AARP Foundation Litigation attorneys represent a client who has filed an objection to a proposed class action settlement.
Perrigo Company manufactures dietary supplements that are sold under the store brand name of many large retailers. One such product contains glucosamine, which is marketed to “help rebuild cartilage,” “lubricate joints,” and “help provide joint comfort.” Plaintiffs sued several large retailers alleging those marketing claims are false, deceptive, and misleading, in violation of several state consumer protection laws. Scientific evidence shows that glucosamine does not provide the benefits stated on the label.

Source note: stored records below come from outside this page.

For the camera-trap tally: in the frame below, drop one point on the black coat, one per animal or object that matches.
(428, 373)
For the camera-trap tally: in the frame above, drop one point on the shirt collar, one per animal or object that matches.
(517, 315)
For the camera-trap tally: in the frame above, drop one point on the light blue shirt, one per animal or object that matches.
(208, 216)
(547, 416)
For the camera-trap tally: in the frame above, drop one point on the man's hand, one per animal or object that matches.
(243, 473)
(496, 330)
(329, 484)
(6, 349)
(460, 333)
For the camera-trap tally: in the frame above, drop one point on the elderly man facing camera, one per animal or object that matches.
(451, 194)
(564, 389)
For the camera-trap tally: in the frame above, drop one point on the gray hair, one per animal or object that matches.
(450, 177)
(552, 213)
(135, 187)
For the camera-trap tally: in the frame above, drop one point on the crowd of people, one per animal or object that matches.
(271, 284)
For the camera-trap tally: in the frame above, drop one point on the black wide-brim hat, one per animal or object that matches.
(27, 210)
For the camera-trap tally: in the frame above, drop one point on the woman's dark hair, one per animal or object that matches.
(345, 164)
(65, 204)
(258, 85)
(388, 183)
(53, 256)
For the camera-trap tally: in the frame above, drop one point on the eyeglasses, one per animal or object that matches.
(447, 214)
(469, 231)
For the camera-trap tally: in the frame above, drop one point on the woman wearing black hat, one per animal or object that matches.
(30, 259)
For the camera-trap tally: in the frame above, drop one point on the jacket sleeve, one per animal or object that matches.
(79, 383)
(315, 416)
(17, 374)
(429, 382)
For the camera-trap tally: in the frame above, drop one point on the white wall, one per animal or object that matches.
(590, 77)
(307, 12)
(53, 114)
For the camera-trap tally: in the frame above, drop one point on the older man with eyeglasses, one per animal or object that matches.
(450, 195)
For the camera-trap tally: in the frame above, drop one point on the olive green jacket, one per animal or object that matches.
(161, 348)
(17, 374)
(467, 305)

Consumers sued in a class action, which is typically an effective way to end widespread bad practices in a single proceeding and provide a remedy to all the injured people, who would otherwise not be able to pursue relief, because the individual recovery is too small to justify pursuing legal claims. Class action litigation ensures that law breakers do not profit from ill-gotten gains; in this case, for instance, it is estimated that 17 million packages of the falsely labeled products were sold. Individuals are unlikely to file a lawsuit to recover the cost of a package of a dietary supplement that was falsely marketed and does not provide the promised benefits, but which provides the manufacturer and retailers with enormous profits.

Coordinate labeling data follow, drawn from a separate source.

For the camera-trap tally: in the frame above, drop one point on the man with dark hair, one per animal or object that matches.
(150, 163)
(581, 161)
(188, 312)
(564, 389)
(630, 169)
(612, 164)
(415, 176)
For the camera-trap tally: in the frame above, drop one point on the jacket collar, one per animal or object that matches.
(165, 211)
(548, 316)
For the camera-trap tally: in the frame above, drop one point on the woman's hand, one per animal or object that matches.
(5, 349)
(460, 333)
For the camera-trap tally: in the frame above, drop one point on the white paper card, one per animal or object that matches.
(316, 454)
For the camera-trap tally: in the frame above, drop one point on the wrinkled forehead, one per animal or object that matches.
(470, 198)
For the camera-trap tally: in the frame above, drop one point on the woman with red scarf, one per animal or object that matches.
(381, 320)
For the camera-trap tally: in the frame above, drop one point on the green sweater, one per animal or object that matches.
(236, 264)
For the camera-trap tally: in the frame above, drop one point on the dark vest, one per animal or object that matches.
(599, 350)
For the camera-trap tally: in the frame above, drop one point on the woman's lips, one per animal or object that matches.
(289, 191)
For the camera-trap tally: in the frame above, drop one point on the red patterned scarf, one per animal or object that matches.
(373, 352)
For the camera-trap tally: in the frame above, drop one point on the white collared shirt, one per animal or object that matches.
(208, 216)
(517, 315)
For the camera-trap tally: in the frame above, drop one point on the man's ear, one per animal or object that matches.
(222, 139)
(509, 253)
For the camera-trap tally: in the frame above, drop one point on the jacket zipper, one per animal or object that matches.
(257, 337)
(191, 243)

A settlement was reached in the litigation and, as required in class actions, final approval was sought from the court. Court approval for class action settlements is required because a settlement will bind absent class members who were not involved in the litigation, but whose legal rights are being decided through the settlement.

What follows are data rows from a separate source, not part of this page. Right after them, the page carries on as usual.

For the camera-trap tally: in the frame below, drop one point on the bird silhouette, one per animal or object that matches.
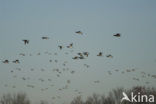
(100, 54)
(79, 32)
(86, 53)
(25, 41)
(6, 61)
(109, 56)
(45, 38)
(16, 61)
(60, 47)
(117, 35)
(70, 45)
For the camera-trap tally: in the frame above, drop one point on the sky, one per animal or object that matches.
(99, 20)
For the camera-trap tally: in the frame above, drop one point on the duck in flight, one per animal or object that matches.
(16, 61)
(25, 41)
(79, 32)
(117, 35)
(45, 38)
(100, 54)
(6, 61)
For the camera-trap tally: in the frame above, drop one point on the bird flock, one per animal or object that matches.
(58, 71)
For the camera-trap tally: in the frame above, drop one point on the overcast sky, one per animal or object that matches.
(99, 20)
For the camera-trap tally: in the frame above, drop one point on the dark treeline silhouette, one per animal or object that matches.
(113, 97)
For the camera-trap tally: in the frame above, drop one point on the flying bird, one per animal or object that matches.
(109, 56)
(100, 54)
(125, 97)
(45, 38)
(60, 47)
(86, 53)
(76, 57)
(117, 35)
(25, 41)
(6, 61)
(16, 61)
(70, 45)
(79, 32)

The objector has asked the court to reject the proposed settlement, claiming that there are significant problems that make it unfair to class members. In support of the objection, a brief filed by the objector’s AARP Foundation Litigation attorneys points out that the proposed settlement benefits the plaintiffs’ attorneys more than the class members (attorneys’ fees are almost equal to the relief provided to the class), provides insufficient injunctive relief (it limits the use of only six words, and for only 2 years) and fails to provide proper notice to the absent class members, who will not benefit from the settlement because they will not learn about it. Worse, the settlement releases all the retailers and the manufacturer from any other claims by the class, even though most of the retailers were not sued and the relief does not compensate for or prevent harm from the all claims that are being released. It even enjoins class members from complaining to the government about false marketing and any other claims about the product.
What’s at Stake
False and deceptive marketing of dietary supplements preys on people’s desire for better health or relief from pain. The lies drain billions of dollars from older people’s budgets without providing any of the claimed benefits. Private class action litigation is important to stop false marketing claims, but settlements in such cases must actually stop the bad practices and protect the consumers. Settlements that provide little or no meaningful relief and that releases wrongdoers without holding them responsible shields them from effective law enforcement.
Quinn v. Walgreen is before the U.S. District Court for the Southern District of New York.